Despite 59% of the population receiving a COVID vaccine, mask mandates in cities across the state, and continued social distancing from persistent corporate work from home policies and reduced in-person shopping, coronavirus rages on in Ohio.

Don’t take this to mean these measures aren’t working. Despite the high case numbers, hospitalization has been leveling off and deaths have been dropping, suggesting vaccination could be lessening the symptoms of COVID. The evidence we have suggest mask mandates do reduce infection on the margin, though we haven’t studied this phenomenon with omicron variants yet. And social distancing is surely having some impact on slowing the spread of the virus.

Omicron continues to be a problem in Ohio, though, sending holiday plans into disarray and most dangerously running through hospital staffs and putting further strain on the health care system when it needs capacity the most.

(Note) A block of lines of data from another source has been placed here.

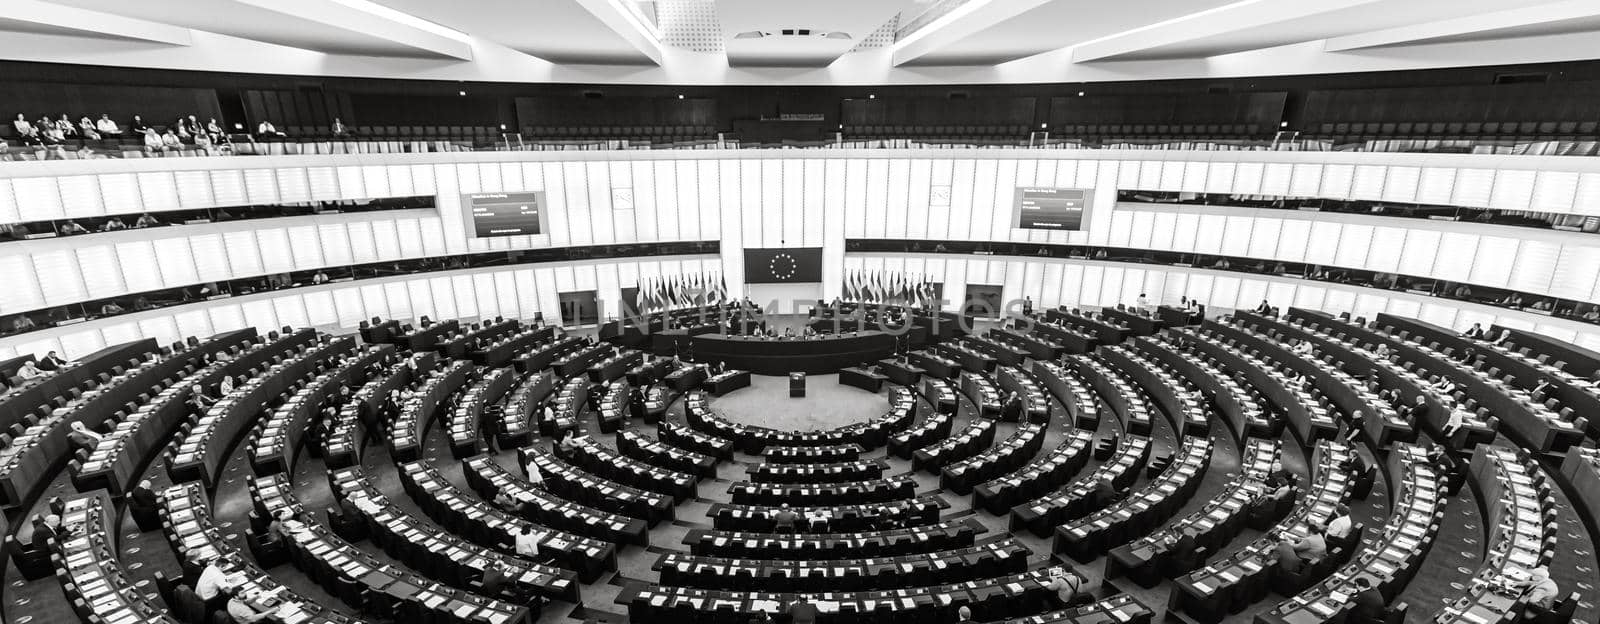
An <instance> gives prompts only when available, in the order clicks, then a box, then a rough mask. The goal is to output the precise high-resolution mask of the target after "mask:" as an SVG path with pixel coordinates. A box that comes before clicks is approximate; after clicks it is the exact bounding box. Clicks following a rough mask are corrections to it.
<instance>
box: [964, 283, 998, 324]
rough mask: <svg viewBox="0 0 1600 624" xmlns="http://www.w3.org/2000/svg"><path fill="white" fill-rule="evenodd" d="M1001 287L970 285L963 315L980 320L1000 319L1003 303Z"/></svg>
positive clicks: (974, 283) (967, 288) (987, 285)
mask: <svg viewBox="0 0 1600 624" xmlns="http://www.w3.org/2000/svg"><path fill="white" fill-rule="evenodd" d="M1000 288H1002V286H1000V285H989V283H970V285H966V299H963V309H962V314H966V315H970V317H978V318H1000V312H1002V310H1003V307H1005V306H1003V301H1000Z"/></svg>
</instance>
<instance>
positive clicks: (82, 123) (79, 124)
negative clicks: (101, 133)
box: [78, 115, 101, 141]
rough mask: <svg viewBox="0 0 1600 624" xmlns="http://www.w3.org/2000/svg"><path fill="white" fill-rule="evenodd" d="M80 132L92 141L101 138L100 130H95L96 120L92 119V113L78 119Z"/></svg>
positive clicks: (90, 140)
mask: <svg viewBox="0 0 1600 624" xmlns="http://www.w3.org/2000/svg"><path fill="white" fill-rule="evenodd" d="M78 134H80V136H83V138H85V139H90V141H99V139H101V134H99V130H94V120H91V118H90V115H83V118H80V120H78Z"/></svg>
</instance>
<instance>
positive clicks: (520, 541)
mask: <svg viewBox="0 0 1600 624" xmlns="http://www.w3.org/2000/svg"><path fill="white" fill-rule="evenodd" d="M542 538H544V534H541V533H539V531H534V530H533V525H523V526H522V530H520V531H517V533H515V539H517V542H515V549H517V557H522V558H526V560H530V562H538V560H539V539H542Z"/></svg>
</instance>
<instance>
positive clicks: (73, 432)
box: [67, 421, 104, 451]
mask: <svg viewBox="0 0 1600 624" xmlns="http://www.w3.org/2000/svg"><path fill="white" fill-rule="evenodd" d="M102 437H104V435H101V434H96V432H93V430H90V427H86V426H83V422H82V421H78V422H72V430H69V432H67V442H70V443H72V448H82V450H90V451H91V450H94V446H98V445H99V442H101V438H102Z"/></svg>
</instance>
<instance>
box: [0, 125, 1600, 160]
mask: <svg viewBox="0 0 1600 624" xmlns="http://www.w3.org/2000/svg"><path fill="white" fill-rule="evenodd" d="M662 149H672V150H693V149H1062V150H1069V149H1090V150H1093V149H1117V150H1141V149H1144V150H1198V152H1390V154H1397V152H1406V154H1498V155H1579V157H1594V155H1600V138H1594V136H1566V138H1562V136H1498V138H1456V139H1451V138H1411V139H1362V141H1347V142H1334V141H1328V139H1318V138H1302V136H1299V134H1296V133H1278V134H1277V136H1275V138H1270V139H1256V138H1198V136H1195V138H1184V136H1166V138H1146V136H1126V138H1125V136H1058V134H1051V133H1048V131H1037V133H1032V134H1029V136H1026V138H1005V136H942V138H858V136H850V134H845V133H835V134H832V136H829V138H826V139H816V141H789V139H786V141H766V142H760V141H741V139H738V138H734V136H733V134H723V133H717V134H715V136H707V138H675V139H672V138H654V139H651V138H538V139H528V138H523V136H522V134H499V136H482V134H480V136H475V138H472V139H440V138H427V139H418V138H374V136H344V138H304V139H299V138H293V136H288V138H272V139H256V138H251V136H246V134H235V136H234V138H230V139H227V141H218V142H214V144H208V146H195V144H179V146H171V147H146V146H138V144H114V142H99V141H93V142H91V141H67V142H64V144H54V146H21V147H16V146H10V147H6V149H3V150H0V162H26V160H77V158H157V157H221V155H301V154H419V152H552V150H586V152H587V150H662Z"/></svg>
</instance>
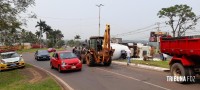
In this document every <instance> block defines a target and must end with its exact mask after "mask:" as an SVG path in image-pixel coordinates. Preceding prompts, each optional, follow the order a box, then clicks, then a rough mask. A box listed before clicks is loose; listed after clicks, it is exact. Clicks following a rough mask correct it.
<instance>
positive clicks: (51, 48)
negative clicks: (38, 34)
mask: <svg viewBox="0 0 200 90" xmlns="http://www.w3.org/2000/svg"><path fill="white" fill-rule="evenodd" d="M47 51H48V52H49V53H51V52H56V49H55V48H48V50H47Z"/></svg>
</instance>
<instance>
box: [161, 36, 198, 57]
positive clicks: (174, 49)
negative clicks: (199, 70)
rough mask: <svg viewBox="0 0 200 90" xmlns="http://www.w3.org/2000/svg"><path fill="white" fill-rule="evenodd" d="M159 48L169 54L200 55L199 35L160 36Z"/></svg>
mask: <svg viewBox="0 0 200 90" xmlns="http://www.w3.org/2000/svg"><path fill="white" fill-rule="evenodd" d="M160 50H161V52H162V53H166V54H168V55H170V56H174V55H186V56H199V57H200V36H185V37H175V38H160Z"/></svg>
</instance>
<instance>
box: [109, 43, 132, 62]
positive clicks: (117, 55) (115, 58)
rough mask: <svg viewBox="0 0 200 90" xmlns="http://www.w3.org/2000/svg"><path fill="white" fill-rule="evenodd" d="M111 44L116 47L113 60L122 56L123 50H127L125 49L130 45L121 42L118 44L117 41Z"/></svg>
mask: <svg viewBox="0 0 200 90" xmlns="http://www.w3.org/2000/svg"><path fill="white" fill-rule="evenodd" d="M110 45H111V47H112V48H113V49H115V51H114V53H113V56H112V59H113V60H116V59H119V58H120V56H121V50H125V51H127V50H128V46H125V45H121V44H117V43H111V44H110Z"/></svg>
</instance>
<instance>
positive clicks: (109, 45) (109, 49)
mask: <svg viewBox="0 0 200 90" xmlns="http://www.w3.org/2000/svg"><path fill="white" fill-rule="evenodd" d="M103 48H105V49H109V50H110V25H108V24H106V30H105V32H104V40H103Z"/></svg>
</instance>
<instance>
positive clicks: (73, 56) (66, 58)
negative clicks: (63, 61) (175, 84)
mask: <svg viewBox="0 0 200 90" xmlns="http://www.w3.org/2000/svg"><path fill="white" fill-rule="evenodd" d="M60 58H61V59H70V58H77V56H76V55H75V54H74V53H72V52H64V53H61V54H60Z"/></svg>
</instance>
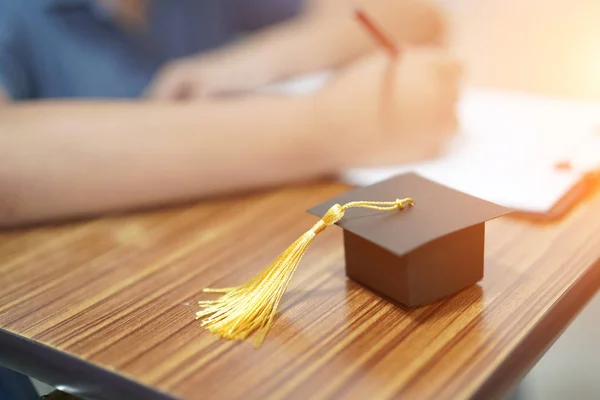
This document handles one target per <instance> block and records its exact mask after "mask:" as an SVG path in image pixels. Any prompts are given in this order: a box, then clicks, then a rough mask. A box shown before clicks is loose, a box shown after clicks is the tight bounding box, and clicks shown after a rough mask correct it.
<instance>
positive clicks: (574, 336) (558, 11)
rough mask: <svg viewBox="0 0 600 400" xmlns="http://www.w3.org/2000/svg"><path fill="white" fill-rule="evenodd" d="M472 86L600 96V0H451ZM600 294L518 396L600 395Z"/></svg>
mask: <svg viewBox="0 0 600 400" xmlns="http://www.w3.org/2000/svg"><path fill="white" fill-rule="evenodd" d="M443 4H444V5H445V7H446V9H447V10H448V12H449V13H450V15H451V16H452V19H451V21H452V25H453V34H454V37H453V46H454V50H455V52H456V53H457V54H458V55H459V56H460V58H462V59H463V60H464V61H465V64H466V69H467V74H466V79H467V83H468V84H473V85H476V86H488V87H493V88H500V89H509V90H518V91H527V92H533V93H539V94H546V95H551V96H561V97H570V98H580V99H595V100H598V99H600V1H598V0H525V1H520V0H443ZM598 315H600V296H598V295H597V296H596V297H595V298H594V299H593V300H592V301H591V302H590V303H589V304H588V306H587V307H586V308H585V309H584V311H583V312H582V313H581V314H580V315H579V316H578V317H577V318H576V320H575V321H574V322H573V323H572V324H571V326H570V327H569V328H568V329H567V330H566V331H565V333H564V334H563V335H562V336H561V337H560V338H559V339H558V341H557V342H555V344H554V345H553V346H552V347H551V348H550V350H549V351H548V352H547V353H546V355H545V356H544V357H543V358H542V359H541V360H540V362H539V363H538V364H537V365H536V366H535V367H534V368H533V369H532V370H531V372H530V373H529V374H528V375H527V376H526V378H525V379H524V381H523V382H522V384H521V385H520V387H519V388H518V389H517V390H516V391H515V393H514V394H513V396H512V398H514V399H527V400H541V399H557V400H558V399H567V398H572V399H598V398H600V318H598Z"/></svg>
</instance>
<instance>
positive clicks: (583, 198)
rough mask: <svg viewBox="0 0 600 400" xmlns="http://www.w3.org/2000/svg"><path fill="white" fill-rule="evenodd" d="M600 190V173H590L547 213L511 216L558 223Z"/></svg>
mask: <svg viewBox="0 0 600 400" xmlns="http://www.w3.org/2000/svg"><path fill="white" fill-rule="evenodd" d="M598 189H600V172H589V173H586V174H584V176H583V178H582V179H581V180H579V181H578V182H577V183H576V184H575V185H574V186H573V187H572V188H571V189H570V190H569V191H568V192H567V193H565V195H564V196H563V197H561V198H560V200H559V201H558V202H556V203H555V205H554V206H553V207H552V208H551V209H550V210H548V211H547V212H543V213H542V212H524V211H516V212H514V213H513V214H511V216H513V217H516V218H522V219H528V220H534V221H538V222H544V223H550V222H556V221H558V220H561V219H562V218H564V217H566V216H567V214H569V213H570V212H571V211H573V210H574V209H575V208H576V207H577V206H578V205H579V204H581V203H583V202H584V201H585V199H586V198H588V197H589V196H591V195H592V194H594V193H595V192H597V191H598Z"/></svg>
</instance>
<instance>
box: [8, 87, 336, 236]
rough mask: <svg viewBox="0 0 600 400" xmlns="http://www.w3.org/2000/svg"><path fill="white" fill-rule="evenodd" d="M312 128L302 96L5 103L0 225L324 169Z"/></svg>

The Centers for Disease Control and Prevention has issued new guidance this week reducing recommended quarantine time after exposure, partly because of new evidence suggesting transmission typically happens within three days of onset of symptoms and partly to allow hospital workers to get back on the job and help people when they are at lower risk of transmission. Policy continues to evolve as we learn more and the science advances in our understanding of this virus.

Ohio could be doing more with vaccinations. The state is only 59% fully vaccinated among working-age adults, good for 36th in the country among states in working-age vaccination rate. Hopefully the new OSHA vaccine mandate will push more people to be vaccinated, which will lesson spread and symptoms and save lives.

The harsh reality of this virus, though, is that vaccination rates in Ohio will do little to slow the evolution of the virus. Variants like delta and omicron are not developing in the relatively-highly-vaccinated United States, they are developing in parts of the world that still do not have access to the vaccine and have not been able to administer it to the general population.

Currently, three out of every four people in the U.S. and Canada has received at least one vaccination shot. Asia and Europe are close to that threshold, with about two out of every three people on those continents having received a vaccination.

In the Middle East, only about half the population has received a shot. In Africa, the number is abysmal: only 1 in 8 Africans have received a shot. This means over a billion Africans have not received a single COVID-19 shot.

Yes, vaccination in Ohio is important. But even if we got our 55% fully-vaccinated rate up to Pennsylvania’s 64% rate or even Vermont’s 77% rate, that would do little to slow the evolution of the virus, which has now lead to a strong breakthrough strain with omicron. 

Patting ourselves on the backs for increasing vaccination rates in Ohio would be like Europe congratulating itself for phasing out carbon emissions over the next twenty years while the rest of the world burns coal. Yes, our policy matters here, but this is an issue that the world needs to tackle, not one we can handle on our own.

This commentary first appeared in the Ohio Capital Journal.